The HITECH Act of 2009 is the basis of meaningful use which encompasses using certified electronic health record (EHR) technology to improve quality, safety and efficiency, reduce disparities, engage patients, and improve care coordination. While the HITECH Act of 2009 created certification standards and incentives for physician offices and hospital settings to adopt EHR technology, it did not include EHR use in ambulatory surgical centers (ASCs).
This exclusion has left physicians like gastroenterologists, who routinely perform outpatient procedures like endoscopies in ASCs, in a dilemma on how to satisfy meaningful use requirements. ASCs are a crucial part of the healthcare picture in maintaining quality while also controlling costs. The cost of procedures like endoscopies is, on average, half in an ASC setting as compared to a hospital setting. The Catch-22 for doctors working in the ASC environment is that there is a lack of IT certification processes for EHR in this setting, but to satisfy meaningful use requirements, Medicare patients treated in ASCs need to be documented on a certified EHR system. Without a certified EHR in place, patients treated at ASCs get accounted for in the denominator total of the physician’s beneficiary population, but excluded from the numerator total that counts towards meeting the percentage threshold of meaningful use requirements. This lack of certification in EHR products in ASCs creates an unhealthy incentive to treat patients in a more costly hospital setting.
The Electronic Health Fairness Act (EHFA) – a bill that is currently making its way through Congress – could address this gap. This bill will allow for a three-year window during which procedures performed at ASCs will be exempt from meaningful use requirements until a certification process can be put into place for EHR use in ASCs. This legislation, if it becomes law, will help promote higher efficiency and quality of care at a lower cost that the ambulatory care setting offers. The advantage is not only of cost, but also from a clinical point of view in terms of patient preference.
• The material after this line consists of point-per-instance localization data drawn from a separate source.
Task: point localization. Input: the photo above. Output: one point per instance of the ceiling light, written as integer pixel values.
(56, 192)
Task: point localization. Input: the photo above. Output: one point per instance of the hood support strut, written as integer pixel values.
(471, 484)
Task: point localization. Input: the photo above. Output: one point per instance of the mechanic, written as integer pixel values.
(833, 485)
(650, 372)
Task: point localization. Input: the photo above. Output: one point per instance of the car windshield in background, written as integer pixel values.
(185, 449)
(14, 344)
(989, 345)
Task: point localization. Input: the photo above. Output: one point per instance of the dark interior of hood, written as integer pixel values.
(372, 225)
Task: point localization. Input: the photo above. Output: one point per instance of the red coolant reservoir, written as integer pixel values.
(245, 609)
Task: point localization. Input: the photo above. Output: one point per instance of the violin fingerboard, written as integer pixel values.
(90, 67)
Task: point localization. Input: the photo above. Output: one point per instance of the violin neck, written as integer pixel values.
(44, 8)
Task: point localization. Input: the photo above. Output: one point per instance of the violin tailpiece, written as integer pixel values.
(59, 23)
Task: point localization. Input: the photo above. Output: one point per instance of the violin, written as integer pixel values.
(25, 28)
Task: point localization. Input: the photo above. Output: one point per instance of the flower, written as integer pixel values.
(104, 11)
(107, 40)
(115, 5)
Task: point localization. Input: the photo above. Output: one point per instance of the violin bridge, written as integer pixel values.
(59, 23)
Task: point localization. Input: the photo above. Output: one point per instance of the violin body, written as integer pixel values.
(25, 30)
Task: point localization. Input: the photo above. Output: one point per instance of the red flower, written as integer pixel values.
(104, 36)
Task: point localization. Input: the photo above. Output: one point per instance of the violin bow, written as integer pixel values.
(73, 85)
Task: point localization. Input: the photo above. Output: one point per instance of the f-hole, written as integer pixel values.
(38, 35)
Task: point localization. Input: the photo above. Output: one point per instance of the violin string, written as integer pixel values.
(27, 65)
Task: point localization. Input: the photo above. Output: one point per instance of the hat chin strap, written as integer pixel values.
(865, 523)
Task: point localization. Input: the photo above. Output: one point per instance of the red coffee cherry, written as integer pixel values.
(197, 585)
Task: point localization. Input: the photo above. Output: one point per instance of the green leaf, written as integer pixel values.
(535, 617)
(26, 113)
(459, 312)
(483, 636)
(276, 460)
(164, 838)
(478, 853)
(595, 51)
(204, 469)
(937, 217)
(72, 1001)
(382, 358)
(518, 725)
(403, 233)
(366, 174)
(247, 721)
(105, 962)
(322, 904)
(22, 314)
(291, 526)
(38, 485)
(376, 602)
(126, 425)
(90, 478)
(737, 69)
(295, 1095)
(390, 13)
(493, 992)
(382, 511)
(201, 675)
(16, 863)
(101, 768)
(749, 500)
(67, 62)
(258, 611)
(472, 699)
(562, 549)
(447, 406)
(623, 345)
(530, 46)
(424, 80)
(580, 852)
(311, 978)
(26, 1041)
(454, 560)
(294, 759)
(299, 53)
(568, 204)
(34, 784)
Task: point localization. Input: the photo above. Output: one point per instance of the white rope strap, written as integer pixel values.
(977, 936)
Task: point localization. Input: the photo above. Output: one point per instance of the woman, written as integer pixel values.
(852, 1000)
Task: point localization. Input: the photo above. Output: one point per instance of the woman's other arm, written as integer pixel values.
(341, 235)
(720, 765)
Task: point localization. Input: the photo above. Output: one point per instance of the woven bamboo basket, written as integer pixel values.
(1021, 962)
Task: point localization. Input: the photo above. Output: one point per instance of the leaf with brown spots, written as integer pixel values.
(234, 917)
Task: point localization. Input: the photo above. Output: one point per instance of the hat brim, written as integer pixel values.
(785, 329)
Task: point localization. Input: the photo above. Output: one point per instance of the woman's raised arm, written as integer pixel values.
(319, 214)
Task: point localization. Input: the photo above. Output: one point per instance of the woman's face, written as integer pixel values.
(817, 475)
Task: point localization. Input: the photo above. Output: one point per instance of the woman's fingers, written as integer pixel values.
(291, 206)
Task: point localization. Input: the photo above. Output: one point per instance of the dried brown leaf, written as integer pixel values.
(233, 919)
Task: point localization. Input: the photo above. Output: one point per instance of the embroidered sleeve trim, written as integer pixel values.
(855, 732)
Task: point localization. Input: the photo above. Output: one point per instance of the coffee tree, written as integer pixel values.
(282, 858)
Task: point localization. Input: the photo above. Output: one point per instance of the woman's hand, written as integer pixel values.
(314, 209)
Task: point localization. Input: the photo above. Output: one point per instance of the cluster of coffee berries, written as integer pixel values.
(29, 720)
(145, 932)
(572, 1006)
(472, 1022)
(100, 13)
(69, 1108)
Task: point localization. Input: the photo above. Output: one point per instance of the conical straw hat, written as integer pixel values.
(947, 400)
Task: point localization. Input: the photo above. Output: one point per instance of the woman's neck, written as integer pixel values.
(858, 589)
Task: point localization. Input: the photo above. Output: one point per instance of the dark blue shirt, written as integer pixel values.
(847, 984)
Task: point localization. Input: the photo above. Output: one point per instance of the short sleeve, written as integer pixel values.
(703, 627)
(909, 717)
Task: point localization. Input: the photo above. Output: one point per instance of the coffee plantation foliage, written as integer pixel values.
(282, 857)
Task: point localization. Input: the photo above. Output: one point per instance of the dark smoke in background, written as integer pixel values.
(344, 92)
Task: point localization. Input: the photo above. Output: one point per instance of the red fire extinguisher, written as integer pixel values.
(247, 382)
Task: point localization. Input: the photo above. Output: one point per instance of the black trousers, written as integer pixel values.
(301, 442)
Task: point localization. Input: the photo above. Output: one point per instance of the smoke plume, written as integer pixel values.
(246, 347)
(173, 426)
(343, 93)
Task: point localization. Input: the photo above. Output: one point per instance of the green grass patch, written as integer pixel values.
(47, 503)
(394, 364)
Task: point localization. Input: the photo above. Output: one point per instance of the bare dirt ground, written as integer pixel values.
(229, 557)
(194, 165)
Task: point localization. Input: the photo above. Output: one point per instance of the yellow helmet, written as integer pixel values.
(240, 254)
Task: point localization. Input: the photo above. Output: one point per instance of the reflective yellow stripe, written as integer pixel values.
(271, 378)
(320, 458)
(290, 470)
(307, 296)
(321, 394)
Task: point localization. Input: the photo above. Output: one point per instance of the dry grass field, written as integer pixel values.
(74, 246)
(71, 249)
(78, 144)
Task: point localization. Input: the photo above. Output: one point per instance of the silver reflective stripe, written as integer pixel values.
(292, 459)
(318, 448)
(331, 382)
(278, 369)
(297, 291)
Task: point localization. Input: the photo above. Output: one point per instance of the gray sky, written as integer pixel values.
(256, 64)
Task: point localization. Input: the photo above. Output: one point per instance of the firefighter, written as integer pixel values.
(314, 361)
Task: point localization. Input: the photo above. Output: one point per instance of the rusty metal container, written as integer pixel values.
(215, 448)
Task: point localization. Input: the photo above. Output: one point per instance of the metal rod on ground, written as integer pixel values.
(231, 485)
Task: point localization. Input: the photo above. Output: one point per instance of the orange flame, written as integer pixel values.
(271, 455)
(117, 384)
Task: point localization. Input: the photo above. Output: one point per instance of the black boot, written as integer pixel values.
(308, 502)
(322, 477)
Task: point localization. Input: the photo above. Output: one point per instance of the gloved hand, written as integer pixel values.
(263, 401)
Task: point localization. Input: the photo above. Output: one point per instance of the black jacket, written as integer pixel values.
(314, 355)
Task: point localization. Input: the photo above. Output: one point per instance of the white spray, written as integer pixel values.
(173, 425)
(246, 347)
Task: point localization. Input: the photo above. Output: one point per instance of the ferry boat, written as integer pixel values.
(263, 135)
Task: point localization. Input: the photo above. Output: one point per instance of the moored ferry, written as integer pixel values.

The EHFA bill is especially important when we look at the current health landscape. The trend is for physicians to move away from independent private practice to an employed physician model with large hospital systems. This makes the issues of doctors practicing independently less relevant and less influential. If the bill does not become law, large practices, where the total pool of Medicare beneficiaries is big enough, will be able to meet the threshold, but smaller practices may have to direct beneficiaries to more expensive hospital settings to avoid being penalized on meaningful use requirements.